Trump tem um relacionamento muito mais cordial com Mike Pompeo, que conheceu o presidente pessoalmente pelo fato de lhe entregar seus briefings de inteligência em mãos. Existe uma química entre os dois, embora críticos de Pompeo dizem que ele é demasiado subserviente a Trump.

O presidente pensou seriamente em demitir Tillerson várias vezes nos últimos 12 meses, incluindo em novembro, quando a Casa Branca preparou um plano para substituí-lo por Pompeo. Mas Trump adiou o afastamento de seu chefe de diplomacia em parte, segundo um assessor, porque queria contestar relatos da mídia segundo os quais ele estaria planejando fazê-lo. “NOTÍCIA FALSA!” tuitou Trump, aludindo a isso.

Nos últimos dias Trump voltou a alimentar as especulações sobre uma possível demissão de Tillerson, e na sexta-feira seu filho mais velho, Donald Trump Jr., começou a contar a amigos que esperava que pai afastasse Tillerson no fim de semana. A revelação é de uma pessoa familiarizada com as conversas.

Trump se interessou por Tillerson inicialmente devido à estatura deste, por ter sido executivo-chefe da ExxonMobil, uma das maiores empresas do mundo, e por seu trabalho como negociador global. Ele disse a amigos que, com seus cabelos grisalhos e ombros largos, Tillerson teria a imagem perfeita para o papel de diplomata.

Mas o presidente se desencantou com Tillerson em muito pouco tempo e não fez segredo do fato. Ele ironizava os maneirismos do secretário de Estado e seu sotaque texano, dizendo que Tillerson falava muito devagar. Em conversas com assessores e amigos, Trump frequentemente citava outras pessoas que dizia que fariam um trabalho melhor que Tillerson, que ele frequentemente descrevia como “fraco”.

Para o presidente uma das razões dessa fraqueza seria o perfil de Tillerson na mídia. Trump disse a um assessor que ficou espantado com a quantidade de descrições negativas recebidas por Tillerson na mídia. “Esse cara nunca gera uma reportagem positiva sobre ele mesmo”, disse Trump, segundo o assessor.

Tillerson se isolou dos milhares de diplomatas de carreira que trabalham para o Departamento de Estado. Ele manteve uma relação distante e às vezes fria com a imprensa e encontrou dificuldade em ganhar mais estatura no palco mundial, pelo fato de que muitos diplomatas e líderes estrangeiros terem concluído corretamente que o secretário de Estado não falava em nome do presidente.

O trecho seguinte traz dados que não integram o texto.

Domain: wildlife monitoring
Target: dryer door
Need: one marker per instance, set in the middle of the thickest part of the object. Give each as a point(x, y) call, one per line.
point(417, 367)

Tillerson tinha poucos aliados na Casa Branca. Ele era habitualmente desprezado por Jared Kushner, o genro de Trump e assessor sênior da Casa Branca que assumiu os dossiês diplomáticos do Oriente Médio e do México. Tillerson se indignava por ter que parecer subserviente a um homem de 37 anos sem nenhuma experiência em política externa. Às vezes levava dias para retornar telefonemas de Kushner e se queixava de que a Casa Branca estaria excluindo o Departamento de Estado de discussões.

Tillerson também teve desentendimentos frequentes com o assessor de segurança nacional H.R. McMaster, que a seu ver nem sempre seguia os devidos protocolos, e com a embaixadora dos EUA na ONU, Nikki Haley, que enxergava como rival interna, segundo funcionários da administração.

Funcionários do Departamento de Estado notaram –e se sentiram humilhados— quando Mike Pompeo não citou Tillerson quando apareceu em programas de televisão no domingo para explicar os fatos mais recentes relativos à Coreia do Norte.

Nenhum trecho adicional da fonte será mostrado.